On a related panel, Kevin Harwood from Tecovas put the content risk in blunt terms: the trap right now is generating “AI slop,” more and more content with all the signals that scream AI-written and none of the brand voice that makes customers actually trust you. Ekta’s education-first stance and Kevin’s content warning land in the same place. Know what you’re building before you build more of it.
Don’t reassign your retail media budget based on projections that haven’t played out yet in your specific category. Know how your customer is actually starting their shopping journey. That’s where the strategy has to begin.
Rebecca Maffei had the most underrated take of the conference.
FASHIONPHILE operates in luxury resale, which means every decision carries brand, legal, and trust implications that most retailers don’t deal with at the same intensity. So when Rebecca Maffei talks about AI governance, she’s not talking theoretically.

The key phrase is “the right level.” Not maximum governance. Not minimum. Governance that’s sized to actually move with you.
Most retail organizations still treat governance like a legal department problem. It shows up as a review process, a checkbox, and a brake on the engineers. What Rebecca is describing is something different: governance as the thing that makes it possible to move fast without blowing up your brand, your customer trust, or your legal exposure in the process.

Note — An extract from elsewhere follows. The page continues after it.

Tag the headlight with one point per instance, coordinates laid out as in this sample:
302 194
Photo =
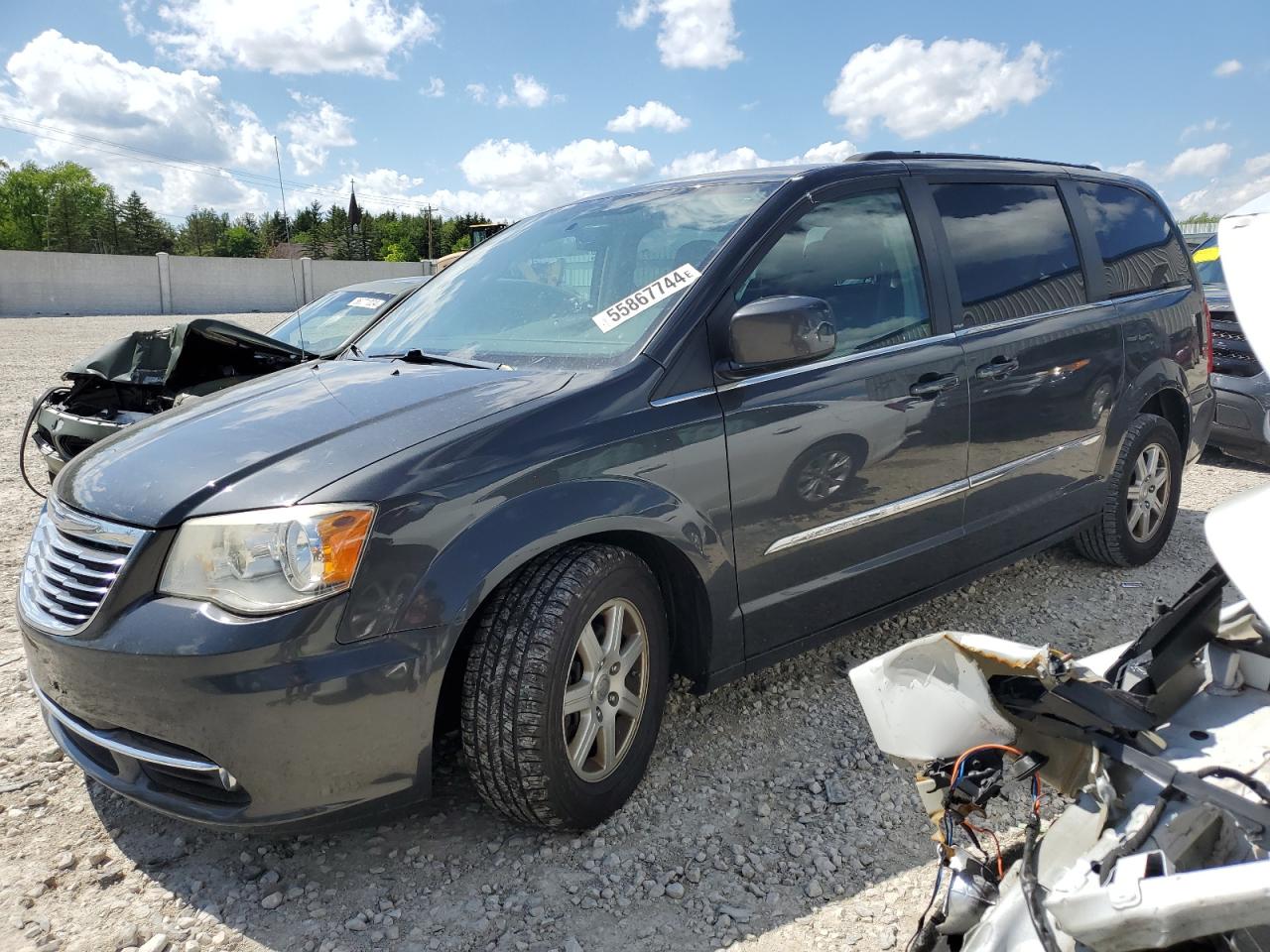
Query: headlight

The session covered the full range of what can go wrong when you move without a plan: security vulnerabilities, unpredictable costs, customer backlash, and workforce disruption. These aren’t theoretical. They’re things that have already happened to brands that moved without a framework. The retailers doing it right built the infrastructure first, then accelerated.
If you don’t have a real AI governance framework (not a policy doc, but a framework with actual accountability built in), that’s the conversation to start now.
The part nobody put on a slide but everyone was saying.
Andy, Ekta, and Rebecca came at this from completely different contexts. Specialty health retail. Beauty. Luxury resale. But they kept landing in the same place.
AI that works in retail makes the people in it better at their jobs and customers better served. The moment it starts replacing human judgment, authentic brand voice, or the actual connection happening between an associate and a customer, you’ve missed the point.
That sounds obvious until you’re in a budget meeting trying to justify a governance team or a slower content rollout. That’s when the pressure to just move starts winning. All three of them were saying the same thing: don’t let it.